The planners knew their pyramid would not be built in a day. They toiled on with patience and faith in their strategy, sometimes feeling as if their labors and the obstacles encountered were on a par with those experienced by the builders of the pyramids of old. Every ponderous stone hefted into place seemed to be followed by two more of even greater proportions. Still, they forged ahead like ants lugging many times their own weight until the day finally arrived when the contours of the pyramid stood out in sharp relief against the white noise of day-to-day operations.
The heads of the three families came together on that long-awaited day, personified by the DR, BC, and EM planners, knowing they were all of a piece with one another and with the extended families, and they all joined seamlessly together in a unified whole, to be known henceforth as The Incident Preparedness Team-Oriented Pyramid (TIPTOP).

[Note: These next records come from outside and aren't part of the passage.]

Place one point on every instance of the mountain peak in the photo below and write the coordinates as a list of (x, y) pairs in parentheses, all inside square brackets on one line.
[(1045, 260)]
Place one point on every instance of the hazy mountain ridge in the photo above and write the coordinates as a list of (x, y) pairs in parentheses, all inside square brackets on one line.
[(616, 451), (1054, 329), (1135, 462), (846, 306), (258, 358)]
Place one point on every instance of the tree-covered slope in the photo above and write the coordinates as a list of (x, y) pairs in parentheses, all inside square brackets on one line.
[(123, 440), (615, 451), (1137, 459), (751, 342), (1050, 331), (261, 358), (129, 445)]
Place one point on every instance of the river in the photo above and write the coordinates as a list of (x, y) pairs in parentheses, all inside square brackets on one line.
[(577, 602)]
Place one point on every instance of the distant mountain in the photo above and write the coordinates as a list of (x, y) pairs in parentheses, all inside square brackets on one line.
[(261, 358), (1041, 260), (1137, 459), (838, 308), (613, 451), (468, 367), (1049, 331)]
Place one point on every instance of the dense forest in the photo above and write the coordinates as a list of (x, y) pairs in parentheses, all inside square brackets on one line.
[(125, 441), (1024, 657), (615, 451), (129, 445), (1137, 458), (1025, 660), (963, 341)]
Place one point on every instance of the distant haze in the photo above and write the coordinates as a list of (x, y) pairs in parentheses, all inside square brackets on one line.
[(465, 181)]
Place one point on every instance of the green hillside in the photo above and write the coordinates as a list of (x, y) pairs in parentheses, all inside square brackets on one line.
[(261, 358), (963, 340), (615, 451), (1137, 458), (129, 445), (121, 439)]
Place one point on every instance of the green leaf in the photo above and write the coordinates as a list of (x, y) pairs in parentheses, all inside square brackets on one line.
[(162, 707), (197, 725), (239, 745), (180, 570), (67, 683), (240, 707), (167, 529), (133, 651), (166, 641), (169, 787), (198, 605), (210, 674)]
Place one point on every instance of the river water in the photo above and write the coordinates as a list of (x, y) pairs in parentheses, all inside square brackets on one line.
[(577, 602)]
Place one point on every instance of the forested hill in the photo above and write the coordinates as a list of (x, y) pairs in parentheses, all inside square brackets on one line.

The venerable parent, disaster recovery, could not have been more proud of its diverse, geographically dispersed, but now solidly integrated progeny. The effective flow of communication, the team-oriented mission to achieve common goals, training of personnel and exercising of plans to verify assumptions and preparedness, and ongoing support of an executive sponsor all combined to produce an organization optimally poised to respond to, recover from, and manage the effects of any incident that might threaten or impact its ability to do business.
Afterward, the planners were more than willing to present their recipe for a successful reunion to contingency-minded colleagues wherever they could be found. They presented their success story at conferences and symposia far and wide, and were always prepared for the inevitable comment that their story strongly resembled … a fairy tale.
To this observation they would readily accede, though not without stressing the caveat inherent in the final step of their strategy. Namely, that a fairy tale ending of “happily ever after” remains contingent upon continued training and maintenance.
In the absence of these, your pyramid is destined to become, like its ancient archetype, an obsolete monument to the prodigious labors and achievements of a bygone era. With these, however, it will surely stand as one of the living wonders of the modern world of corporate contingency planning.
Doug Sievers, CBCP, has been working in the continuity and recovery planning industry for more than 10 years. He has served on the boards of both ACP and BCPA, has published articles in the field of continuity, and is an occasional conference presenter. Sievers is currently a senior continuity analyst for Metris Companies in Minneapolis and an advisory member of BCPA.